A few weeks back the ocean rowing community—and outdoor adventure community at large—was stunned at the news of the death of Angela Madsen. At the time, Madsen had been attempting a solo row from California to Hawaii, battling high winds and strong currents in an effort to escape the continental shelf. But after she failed to call home on the weekend of June 20, Madsen’s wife Debra became concerned.

This eventually led to a search and rescue operation, which discovered Angela’s body floating in the water next to her boat. Since then, there has been a lot of speculation and puzzlement over what might have happened.

After all, Madsen was a very experienced ocean rower who had spent a lot of time out on the water. Recently we’ve gained some new insights into the mystery, although it is likely we’ll never know for sure what exactly happened on that fateful day out on the Pacific.

This past weekend, Debra Madsen posted an update to Angela’s Facebook page, sharing some information with her fans for the first time. ExWeb has compiled that information and put together a story based on the post.

Essentially, Debra and Angela has been in communication via satellite phone with both getting a bit nervous about an impending cyclone that could hit the area that the rower was passing through.  Angela was nearing her furthest point from land and there was little marine traffic in the area should she run into trouble.

The two women thought it best that Angela deploy her sea anchor—a nautical parachute of sorts designed to hold her in place—and prepare to ride out the storm. The plan was for her to get into the water on Sunday morning, June 21 to do just that.
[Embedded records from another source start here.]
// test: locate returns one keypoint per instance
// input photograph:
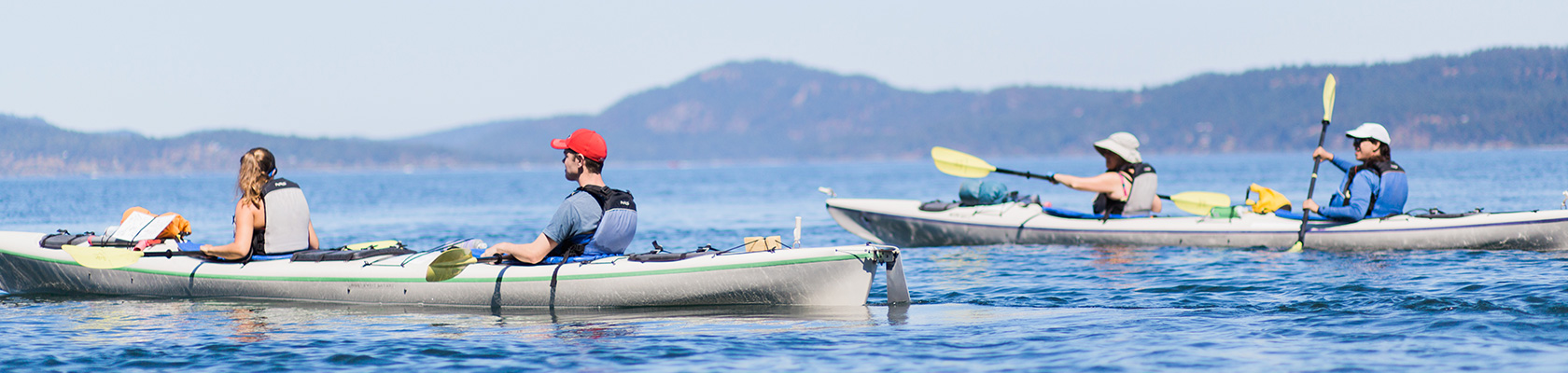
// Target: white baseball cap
(1371, 131)
(1123, 145)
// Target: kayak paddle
(1328, 112)
(963, 165)
(449, 264)
(101, 257)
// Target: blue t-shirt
(579, 214)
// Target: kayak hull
(902, 223)
(809, 276)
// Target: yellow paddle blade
(959, 163)
(449, 264)
(103, 257)
(1200, 202)
(1328, 98)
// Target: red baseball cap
(583, 142)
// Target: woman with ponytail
(272, 215)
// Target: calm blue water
(993, 308)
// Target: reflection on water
(1112, 259)
(248, 325)
(133, 320)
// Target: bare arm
(529, 253)
(314, 242)
(244, 228)
(1107, 182)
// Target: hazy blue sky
(385, 69)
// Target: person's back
(1376, 188)
(272, 215)
(1127, 186)
(593, 220)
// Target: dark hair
(593, 166)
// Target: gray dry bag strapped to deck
(287, 218)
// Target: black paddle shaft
(1026, 174)
(1300, 237)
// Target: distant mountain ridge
(781, 112)
(1498, 98)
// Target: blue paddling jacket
(1371, 190)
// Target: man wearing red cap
(593, 220)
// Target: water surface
(987, 308)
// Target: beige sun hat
(1122, 143)
(1371, 131)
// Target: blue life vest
(1388, 193)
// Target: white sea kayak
(806, 276)
(902, 223)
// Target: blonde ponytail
(256, 168)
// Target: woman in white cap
(1127, 184)
(1374, 188)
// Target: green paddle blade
(1200, 202)
(103, 257)
(1328, 98)
(449, 264)
(959, 163)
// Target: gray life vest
(615, 230)
(287, 220)
(1141, 196)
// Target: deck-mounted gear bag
(1267, 200)
(287, 218)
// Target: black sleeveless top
(1106, 206)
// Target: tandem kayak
(902, 223)
(806, 276)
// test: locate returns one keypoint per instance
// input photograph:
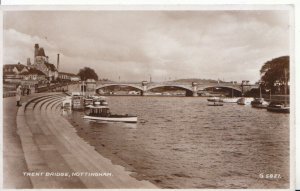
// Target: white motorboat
(215, 99)
(230, 99)
(259, 103)
(100, 112)
(278, 107)
(215, 104)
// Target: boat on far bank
(215, 104)
(99, 111)
(245, 100)
(278, 107)
(230, 99)
(215, 99)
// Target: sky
(166, 45)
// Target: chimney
(57, 61)
(28, 62)
(36, 51)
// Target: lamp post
(243, 82)
(267, 90)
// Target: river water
(180, 142)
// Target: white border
(185, 5)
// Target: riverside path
(50, 153)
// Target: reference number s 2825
(269, 176)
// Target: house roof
(33, 71)
(41, 52)
(9, 73)
(50, 66)
(65, 73)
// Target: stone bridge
(191, 89)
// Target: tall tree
(275, 73)
(87, 73)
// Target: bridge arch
(118, 85)
(236, 90)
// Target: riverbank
(50, 148)
(198, 147)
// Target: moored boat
(215, 99)
(259, 103)
(244, 100)
(100, 112)
(215, 104)
(230, 100)
(278, 107)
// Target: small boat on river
(278, 107)
(100, 112)
(230, 99)
(215, 104)
(259, 103)
(245, 100)
(215, 99)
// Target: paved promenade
(37, 139)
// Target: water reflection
(183, 143)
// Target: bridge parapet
(191, 88)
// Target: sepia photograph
(145, 98)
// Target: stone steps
(50, 144)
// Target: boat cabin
(98, 111)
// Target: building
(11, 72)
(33, 74)
(64, 76)
(75, 78)
(41, 62)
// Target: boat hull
(278, 110)
(260, 106)
(215, 104)
(128, 119)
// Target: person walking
(18, 96)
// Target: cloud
(136, 44)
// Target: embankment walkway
(49, 144)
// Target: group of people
(20, 92)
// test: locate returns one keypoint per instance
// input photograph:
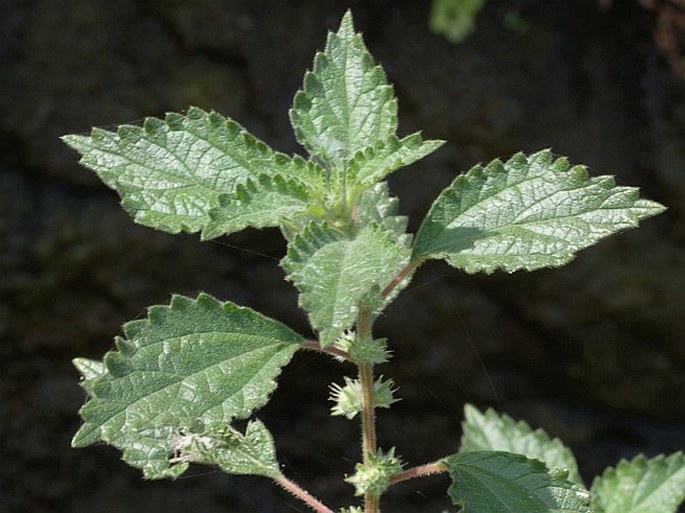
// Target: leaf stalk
(302, 494)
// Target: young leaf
(493, 432)
(345, 104)
(501, 482)
(527, 213)
(170, 173)
(259, 204)
(641, 486)
(233, 452)
(195, 366)
(334, 273)
(373, 164)
(376, 206)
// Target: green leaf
(258, 204)
(91, 370)
(335, 273)
(376, 206)
(641, 486)
(501, 482)
(170, 173)
(527, 213)
(372, 164)
(193, 366)
(233, 452)
(493, 432)
(345, 104)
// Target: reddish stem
(420, 471)
(303, 495)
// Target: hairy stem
(420, 471)
(303, 495)
(368, 413)
(315, 346)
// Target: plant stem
(303, 495)
(420, 471)
(368, 413)
(315, 346)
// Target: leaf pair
(202, 172)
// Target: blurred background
(593, 352)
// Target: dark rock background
(593, 352)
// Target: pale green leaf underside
(641, 486)
(501, 482)
(492, 432)
(527, 213)
(258, 204)
(170, 173)
(334, 273)
(193, 366)
(345, 104)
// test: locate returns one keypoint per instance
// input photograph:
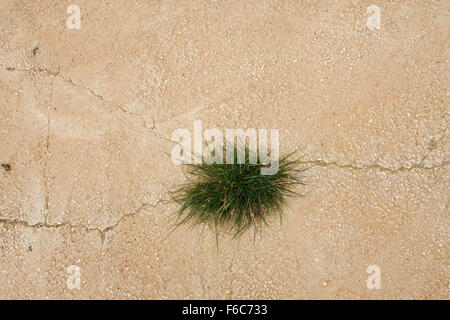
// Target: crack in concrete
(152, 129)
(320, 163)
(102, 232)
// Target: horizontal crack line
(68, 80)
(77, 226)
(320, 163)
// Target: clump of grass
(235, 197)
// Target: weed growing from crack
(235, 197)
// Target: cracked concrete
(86, 118)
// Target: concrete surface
(86, 116)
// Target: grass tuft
(235, 197)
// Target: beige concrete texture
(86, 117)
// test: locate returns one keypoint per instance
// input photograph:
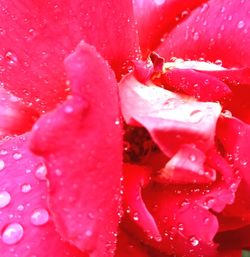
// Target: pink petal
(235, 239)
(171, 120)
(235, 138)
(26, 225)
(81, 142)
(187, 166)
(156, 17)
(176, 211)
(36, 36)
(135, 178)
(226, 41)
(128, 247)
(196, 83)
(15, 117)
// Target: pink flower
(84, 75)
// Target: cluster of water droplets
(14, 231)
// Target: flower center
(138, 144)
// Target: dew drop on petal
(135, 216)
(25, 188)
(11, 58)
(17, 156)
(241, 24)
(196, 116)
(39, 217)
(194, 241)
(192, 158)
(12, 234)
(2, 165)
(196, 36)
(5, 199)
(41, 172)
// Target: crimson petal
(171, 119)
(36, 36)
(135, 178)
(81, 142)
(195, 38)
(15, 116)
(26, 226)
(155, 18)
(198, 84)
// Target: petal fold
(81, 142)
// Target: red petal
(155, 18)
(195, 38)
(23, 205)
(36, 36)
(170, 119)
(135, 178)
(128, 247)
(81, 142)
(196, 83)
(176, 212)
(235, 137)
(15, 117)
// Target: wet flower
(125, 128)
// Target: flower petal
(127, 246)
(195, 38)
(157, 17)
(26, 226)
(198, 84)
(36, 36)
(135, 178)
(81, 142)
(15, 117)
(171, 119)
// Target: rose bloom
(124, 128)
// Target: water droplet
(17, 156)
(2, 165)
(196, 116)
(135, 216)
(192, 157)
(241, 24)
(5, 199)
(20, 207)
(58, 172)
(11, 58)
(68, 109)
(39, 217)
(196, 36)
(41, 172)
(25, 188)
(180, 227)
(12, 234)
(3, 152)
(194, 241)
(88, 233)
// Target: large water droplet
(5, 199)
(39, 217)
(12, 234)
(2, 165)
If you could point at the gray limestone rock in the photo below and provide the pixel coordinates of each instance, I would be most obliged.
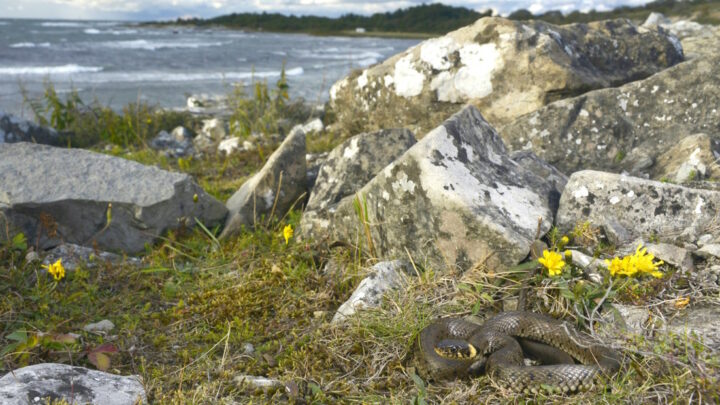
(385, 276)
(14, 129)
(56, 195)
(453, 199)
(695, 157)
(77, 385)
(347, 168)
(701, 322)
(673, 255)
(633, 318)
(644, 208)
(709, 250)
(103, 326)
(505, 68)
(626, 128)
(285, 168)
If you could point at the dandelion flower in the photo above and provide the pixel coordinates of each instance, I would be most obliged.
(553, 262)
(287, 233)
(56, 270)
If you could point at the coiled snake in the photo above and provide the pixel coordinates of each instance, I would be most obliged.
(498, 344)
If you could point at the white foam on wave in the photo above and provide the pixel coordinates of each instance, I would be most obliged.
(30, 45)
(95, 31)
(62, 24)
(163, 77)
(48, 70)
(144, 44)
(348, 55)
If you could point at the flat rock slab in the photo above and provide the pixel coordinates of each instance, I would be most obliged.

What happened after is a mystery, as there was no further communication from Angela.

The rest of the story is known to us. When Angela couldn’t be reached by sat phone, email, or text, Debra began to worry. On Monday, she contacted the U.S. Coast Guard who organized a search mission and reached out to passing ships to coordinate a rescue. By the time an aircraft found Angela’s boat, she had already passed away. How that happened is unclear, although Debra has some thought. She says:

“I believe Angela entered the water about 10:30am, Sunday June 21. She was in board shorts and a sports bra (this I know). She was tethered to the boat. The water temperature was about 72 degrees. The plan was to hop in, replace the shackle, and hop back in the boat. Angela has never had trouble getting back into the boat from the water. The boat sits close to the water and she is crazy strong.

I believe when she tried to get back in the boat her tether was caught on something that did not allow enough slack for Angela to get back in the boat. She may have been in the water longer than planned, trying free the tether.

I think that and possible hypothermia led to her demise. Because of her paraplegia, she had little to no sensation in the lower half of her body. It’s possible that hypothermia was setting in before she even realized it. By the time she realized it was too late to recover. She may have gone unconscious or had a heart attack, but ultimately it led to her passing.”

That seems to be as logical of an explanation as we’re likely to get. It is hard for Angela’s friends and family to get closure, but hopefully they are finding some solace in their shared love for the woman. She was definitely an inspiration to many and will be missed.